The court voted 5-1 to reject the Republicans' bid to sign onto a lawsuit brought by the Pennsylvania Home Care Association, a trade group, against an executive order Wolf issued last year. The order created a "direct care worker representative" for the healthcare workers, a position that could be filled by a labor organization — and that several major ones are vying to fill.

The order was an attempt to circumvent state law, which says the subsidized workers are not state employees and therefore not eligible to be unionized. Most of the subsidy recipients are people taking care of invalid family members at home, typically children or parents. The funds offset the caregivers' expenses and limit the states' need to institutionalize residents.

The Republicans argued that the executive order was a defacto rewrite of state labor law that usurped their legislative role. The state supreme court said Tuesday that those claims were "too indirect and insubstantial."

"Taking the unprecedented step of allowing legislators standing to intervene in, or be a party to, any matter in which it is alleged that government action is inconsistent with existing legislation would entitle legislators to challenge virtually every interpretive executive order or action (or inaction)," wrote Justice Debra Todd.

The justices' ruling is expected to have little impact on the underlying case, which was already underway when the Republicans sought to join it. There is no dispute over Pennsylvania Home Care Association's standing to challenge Wolf's order. The case is expected to be decided later this spring.

Jennifer Kocher, spokeswoman for Senate Majority Leader Jake Corman, R-Huntingdon, said the party was "disappointed" by the court's ruling but vowed to continue to assist the plaintiffs in "any way we can."

"This administration is mirroring the Obama administration. They're enacting policy through executive orders rather than going to the legislature as they should," Kocher said.

Wolf spokesman Jeff Sheridan applauded the justices' decision. "We look forward to continuing to argue the case on its merits," he told the Associated Press, arguing that the executive order would "ensure that home care workers have a voice in shaping the future of the industry and that seniors have choices about where to receive care."

The order, signed by Wolf in February 2015, explicitly states that the home care providers are not state employees and do not have collective bargaining rights.

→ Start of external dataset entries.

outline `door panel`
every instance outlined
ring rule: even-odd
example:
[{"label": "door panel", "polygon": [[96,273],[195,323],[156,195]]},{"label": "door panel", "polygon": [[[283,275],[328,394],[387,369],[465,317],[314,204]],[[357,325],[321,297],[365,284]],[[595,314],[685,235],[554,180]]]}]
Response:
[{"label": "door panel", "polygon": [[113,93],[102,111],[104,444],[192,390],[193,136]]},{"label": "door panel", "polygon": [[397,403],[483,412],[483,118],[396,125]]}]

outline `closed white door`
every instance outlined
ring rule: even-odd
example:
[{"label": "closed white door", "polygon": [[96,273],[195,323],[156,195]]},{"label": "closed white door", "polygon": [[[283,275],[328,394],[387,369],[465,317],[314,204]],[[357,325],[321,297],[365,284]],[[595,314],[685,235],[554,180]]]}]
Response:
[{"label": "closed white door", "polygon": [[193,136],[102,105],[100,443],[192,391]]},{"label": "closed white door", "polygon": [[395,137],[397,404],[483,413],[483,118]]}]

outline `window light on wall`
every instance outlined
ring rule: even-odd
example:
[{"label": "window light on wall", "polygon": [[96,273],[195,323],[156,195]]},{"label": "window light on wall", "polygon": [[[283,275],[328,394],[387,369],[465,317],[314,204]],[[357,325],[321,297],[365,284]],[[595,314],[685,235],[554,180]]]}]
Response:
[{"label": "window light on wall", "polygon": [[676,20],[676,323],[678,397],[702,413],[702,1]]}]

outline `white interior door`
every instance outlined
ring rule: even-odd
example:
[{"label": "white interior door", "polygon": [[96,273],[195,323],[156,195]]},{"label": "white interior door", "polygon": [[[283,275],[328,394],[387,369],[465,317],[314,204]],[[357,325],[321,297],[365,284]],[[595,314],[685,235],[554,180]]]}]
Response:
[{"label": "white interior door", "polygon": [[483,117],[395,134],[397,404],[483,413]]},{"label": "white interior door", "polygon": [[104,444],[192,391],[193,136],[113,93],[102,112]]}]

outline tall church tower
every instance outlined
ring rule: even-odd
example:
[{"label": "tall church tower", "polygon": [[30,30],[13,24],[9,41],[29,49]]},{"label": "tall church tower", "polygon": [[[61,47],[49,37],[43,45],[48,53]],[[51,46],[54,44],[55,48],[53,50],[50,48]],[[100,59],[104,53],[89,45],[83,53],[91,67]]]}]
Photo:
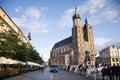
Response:
[{"label": "tall church tower", "polygon": [[77,7],[73,15],[72,43],[75,65],[84,63],[86,51],[90,52],[90,56],[94,57],[93,60],[95,61],[92,28],[87,19],[85,19],[85,25],[82,27]]},{"label": "tall church tower", "polygon": [[74,51],[74,64],[81,64],[84,60],[83,55],[83,29],[81,25],[81,18],[78,13],[77,7],[75,8],[75,13],[73,15],[73,28],[72,28],[72,42]]}]

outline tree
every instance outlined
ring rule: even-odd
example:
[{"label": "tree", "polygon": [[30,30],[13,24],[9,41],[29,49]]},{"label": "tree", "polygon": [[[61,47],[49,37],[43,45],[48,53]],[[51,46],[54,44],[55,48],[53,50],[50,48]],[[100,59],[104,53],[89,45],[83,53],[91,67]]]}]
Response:
[{"label": "tree", "polygon": [[32,61],[42,64],[44,61],[32,45],[21,41],[11,30],[0,33],[0,56],[20,61]]},{"label": "tree", "polygon": [[19,46],[20,39],[11,30],[0,33],[0,56],[13,58],[16,55],[17,47]]}]

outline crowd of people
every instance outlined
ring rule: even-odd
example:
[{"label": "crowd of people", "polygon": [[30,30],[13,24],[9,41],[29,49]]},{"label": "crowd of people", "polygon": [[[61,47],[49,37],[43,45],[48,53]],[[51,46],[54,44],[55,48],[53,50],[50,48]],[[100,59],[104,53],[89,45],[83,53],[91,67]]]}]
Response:
[{"label": "crowd of people", "polygon": [[103,80],[120,80],[120,66],[104,67],[101,72]]},{"label": "crowd of people", "polygon": [[[111,67],[103,67],[93,65],[83,66],[67,66],[64,68],[67,71],[73,72],[75,74],[85,75],[89,77],[91,80],[120,80],[120,66],[111,66]],[[101,76],[101,77],[100,77]],[[100,77],[100,78],[98,78]]]}]

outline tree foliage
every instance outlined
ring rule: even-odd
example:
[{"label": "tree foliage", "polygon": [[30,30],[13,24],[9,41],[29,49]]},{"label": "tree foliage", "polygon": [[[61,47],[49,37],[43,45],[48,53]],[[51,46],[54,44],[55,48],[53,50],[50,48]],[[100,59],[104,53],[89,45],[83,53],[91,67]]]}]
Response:
[{"label": "tree foliage", "polygon": [[11,30],[0,33],[0,56],[17,59],[20,61],[32,61],[42,64],[44,61],[32,45],[21,41]]}]

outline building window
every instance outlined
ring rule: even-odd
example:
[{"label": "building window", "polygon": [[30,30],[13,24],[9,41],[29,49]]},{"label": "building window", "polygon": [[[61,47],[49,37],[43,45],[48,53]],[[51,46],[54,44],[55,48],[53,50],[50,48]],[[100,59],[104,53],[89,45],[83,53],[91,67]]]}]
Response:
[{"label": "building window", "polygon": [[112,61],[113,61],[113,62],[115,61],[114,58],[112,58]]}]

However, it creates a position of "direct care worker representative" that will "meet and confer" with state officials on issues such as "wage ranges, healthcare benefits, retirement benefits and paid time off." In other words, everything a union ordinarily does on behalf of workers, except that the state would not be legally obligated to negotiate with it as it would with a traditional union.

United Home Care Workers of Pennsylvania, an organization jointly run by the Service Employees International Union and the American Federation of State, County and Municipal Employees, petitioned to represent the workers and was able to get an election last April.

The governor is a close union ally, having received about $2 million in campaign donations from SEIU, AFSCME and their affiliates in the 2014 election. A top assistant to Wolf, Mike Brunelle, is a former SEIU officer.

Only 2,663 of the state's estimated 20,000 home care providers, about 13 percent total, voted to back United Home Care Workers' bid. But the union still won because only 2,970 workers voted overall and the election was based on the majority of votes cast. United Home Care Workers subsequently announced that it intended to push the state to give it 2 percent of all the healthcare workers' subsidy checks as a "representation fee."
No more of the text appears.